We are deeply saddened by the death of Alan Phillips, a distinguished former student who was a source of great support for Warwick’s work on international inclusivity across many decades.
Alan came to Warwick in 1966 to study Physics. He was the first-ever sabbatical President of the Students’ Union in 1968-69, before graduating with First-Class Honours in 1970. Alan later entered the human rights sector, using his knowledge and passion to give back to his former university.
Professor Alison Ribeiro de Menezes (School of Modern Languages and Cultures), said:
“Alan was always a committed ambassador for Warwick, and offered his time and expertise generously to support both research and policy on refugee and minority ethnic issues. He helped to shape the development of a Peace and Conflict Resolution Institute at Warwick, a key project in our forthcoming Social Sciences Grand Challenge.
“As general secretary of World University Service UK (WUS), he was instrumental in establishing a scholarship campaign to support Chilean academics and students whose lives were at risk in the wake of the September 1973 Pinochet coup d’état. WUS, in collaboration with the group Academics for Chile, went on to rescue 900 individuals and their families, enabling them to study and to rebuild their lives in the UK. Many would later return to Chile, contributing to the reestablishment of democracy after the fall of Pinochet. Alan would later comment that, the WUS programme was ‘one of the most complex and demanding ones I have been involved with in almost forty years of human rights work’.
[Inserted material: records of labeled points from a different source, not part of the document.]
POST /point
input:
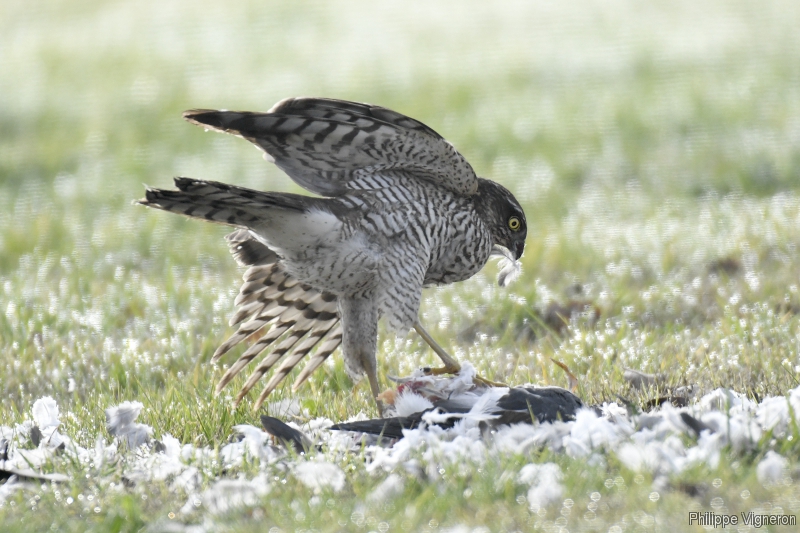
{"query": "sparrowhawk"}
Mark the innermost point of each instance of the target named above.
(399, 209)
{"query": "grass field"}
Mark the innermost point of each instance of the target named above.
(655, 149)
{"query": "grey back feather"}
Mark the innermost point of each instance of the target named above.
(327, 145)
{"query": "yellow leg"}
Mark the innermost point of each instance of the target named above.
(451, 366)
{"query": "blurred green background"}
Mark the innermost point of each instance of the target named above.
(655, 147)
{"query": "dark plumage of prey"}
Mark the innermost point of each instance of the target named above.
(400, 209)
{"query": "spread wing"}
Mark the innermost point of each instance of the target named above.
(332, 146)
(278, 312)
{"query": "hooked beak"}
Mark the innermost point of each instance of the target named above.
(519, 247)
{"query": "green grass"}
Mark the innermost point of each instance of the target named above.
(656, 150)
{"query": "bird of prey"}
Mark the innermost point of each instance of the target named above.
(399, 209)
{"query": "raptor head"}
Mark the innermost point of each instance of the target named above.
(504, 215)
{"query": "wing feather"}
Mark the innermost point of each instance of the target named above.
(328, 146)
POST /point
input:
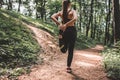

“His passionate advocacy on behalf of refugee and asylum-seeking students at the University – and across the world – was unparalleled. Recognising the need to increase access to and awareness of available opportunities, he worked with the Widening Participation and Sanctuary Scholarship teams to bridge the gap for those who may have been unaware of the resources at their disposal.
“During his long association with Warwick, Alan was the first President of the Graduates Association, a member of the University Council, and a member of an academic advisory board on ethnic relations. He was awarded an honorary degree by Warwick in 2005.
“Alan’s contribution to refugee and ethnic minority issues was transformational, and his invaluable input and guidance influenced Warwick’s mission to create actively inclusive international communities.”